Only a limited number of customers are exposed to unvalidated positioning and messaging, so poor statements do not reach the larger market; they have no material impact on revenue.

  • Panel members already know that they have been assembled for testing purposes, so poor messaging does not have a lasting impact on their purchase behavior.
  • By establishing groups up front, the company can obtain customer validation more quickly and inexpensively, using the Internet. In a matter of days these panels can validate the marketing message.
  • Panels allow the company to delve more deeply into likes and dislikes, which allows more effective statements to be developed. Follow-up questioning can help the company understand why a message is viewed positively or negatively, which helps to improve messaging.

Using the Internet to drive customer engagement through educational webinars, clinical articles, educational videos or technical papers is a second Lean Healthcare Marketing technique. Today, face to face dialogue with clinical customers is becoming more difficult. Clinicians just can’t spare the time to communicate directly with the sales team. And administrators are known to restrict sales rep access to preserve clinician time for clinical care. Implementing Internet customer engagement frees up the external sales teams from the need to identify and qualify prospects, which allows them team to focus their direct selling efforts on closing interested customers. Internet engagement activities also help to reduce purchase barriers before the direct sales team could encounter them. This improves selling efficiency, another important Lean Marketing benefit.
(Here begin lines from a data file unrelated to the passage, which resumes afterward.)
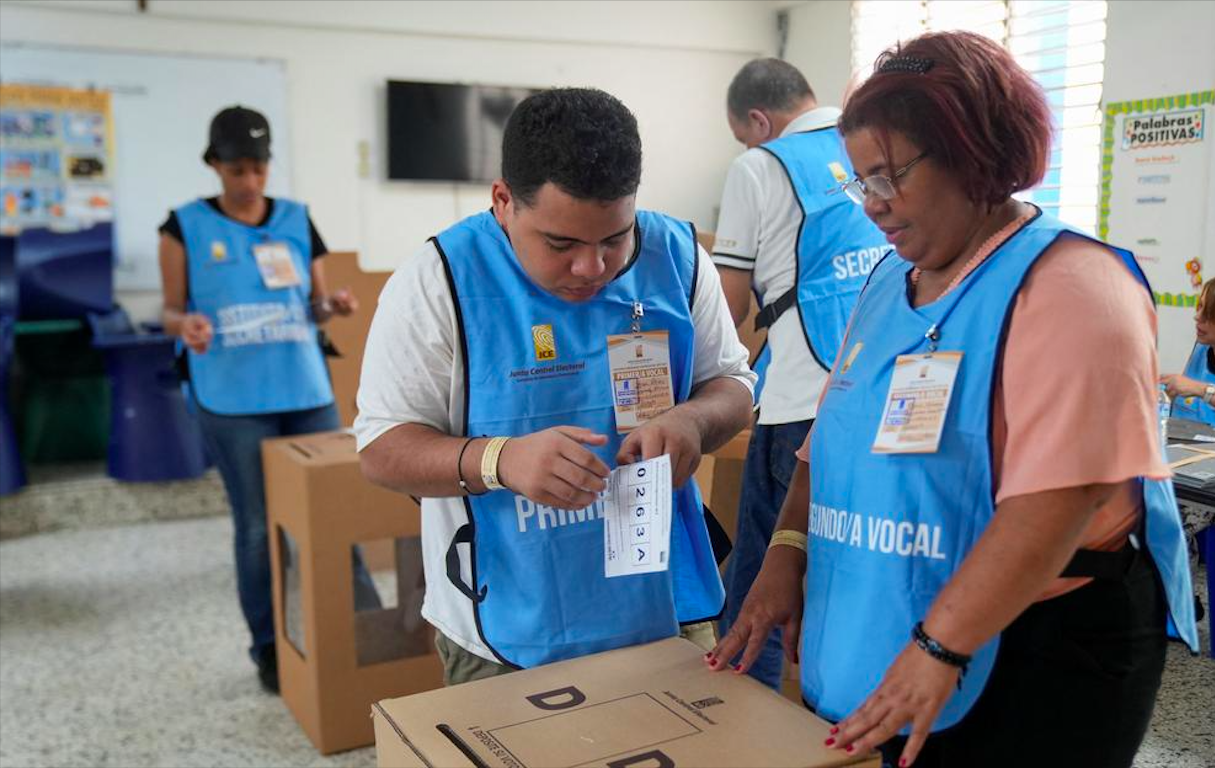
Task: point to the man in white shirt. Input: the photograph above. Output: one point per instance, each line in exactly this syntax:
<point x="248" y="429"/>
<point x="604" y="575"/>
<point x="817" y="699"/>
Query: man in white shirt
<point x="787" y="235"/>
<point x="487" y="389"/>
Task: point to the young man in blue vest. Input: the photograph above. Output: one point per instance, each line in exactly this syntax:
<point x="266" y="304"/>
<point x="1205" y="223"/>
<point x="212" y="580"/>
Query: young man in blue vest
<point x="789" y="237"/>
<point x="487" y="390"/>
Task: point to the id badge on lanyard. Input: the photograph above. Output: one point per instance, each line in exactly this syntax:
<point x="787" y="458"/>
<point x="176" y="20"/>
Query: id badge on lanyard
<point x="917" y="401"/>
<point x="276" y="265"/>
<point x="640" y="373"/>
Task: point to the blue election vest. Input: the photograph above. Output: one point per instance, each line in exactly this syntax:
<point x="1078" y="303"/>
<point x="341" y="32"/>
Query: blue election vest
<point x="533" y="361"/>
<point x="1194" y="408"/>
<point x="264" y="357"/>
<point x="888" y="531"/>
<point x="837" y="246"/>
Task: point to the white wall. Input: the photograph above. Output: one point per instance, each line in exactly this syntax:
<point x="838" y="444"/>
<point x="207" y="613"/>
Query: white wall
<point x="1153" y="48"/>
<point x="820" y="45"/>
<point x="668" y="61"/>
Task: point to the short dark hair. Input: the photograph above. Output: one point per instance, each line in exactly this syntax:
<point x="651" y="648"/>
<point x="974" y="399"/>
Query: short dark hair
<point x="582" y="140"/>
<point x="768" y="84"/>
<point x="1207" y="303"/>
<point x="973" y="109"/>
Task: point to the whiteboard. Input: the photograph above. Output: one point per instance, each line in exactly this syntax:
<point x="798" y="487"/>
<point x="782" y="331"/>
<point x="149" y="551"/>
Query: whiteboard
<point x="162" y="106"/>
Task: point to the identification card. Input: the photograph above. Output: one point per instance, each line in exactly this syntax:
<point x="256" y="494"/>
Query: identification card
<point x="637" y="518"/>
<point x="276" y="266"/>
<point x="917" y="402"/>
<point x="640" y="377"/>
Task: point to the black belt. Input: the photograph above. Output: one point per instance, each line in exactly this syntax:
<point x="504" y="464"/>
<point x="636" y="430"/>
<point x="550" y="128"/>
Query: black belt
<point x="1096" y="564"/>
A third technique would be to utilize medical science liaisons to communicate clinical data. Positive clinical data drives purchase behavior in the healthcare industry. However, clinicians have always received manufacturer-driven data with skepticism. Peer-reviewed journal articles are much more widely accepted. Almost as important as the source of the data is the credibility of the data deliverer. And that is why the utilization of a clinical liaison is important. Liaisons with a clinical background have more credibility with their clinician counterparts, and as a result their message is more likely to be accepted by clinical customers.

Each of the aforementioned techniques are focused on the clinical buyer. But since they are not the only stakeholder in medical product purchases, it is essential to identify techniques for the other key buyer – the financial buyer. Since this buyer type is focused on the economic impact of healthcare technology acquisition, cost effectiveness data is required. A technique to accelerate the purchase process is the development of financial models that allow this buyer type to estimate the costs and savings from the manufacturer’s product purchase. In the past, just presenting a generic calculation would suffice. But in today’s market, providing tools that will allow the buyer to analyze their own scenarios using their own data is both efficient and effective.


These approaches can help healthcare companies successfully implement marketing activity that meet the Lean Marketing goals of performing their marketing activity differently, eliminating waste, creating value with less work and should help deliver improved commercial results.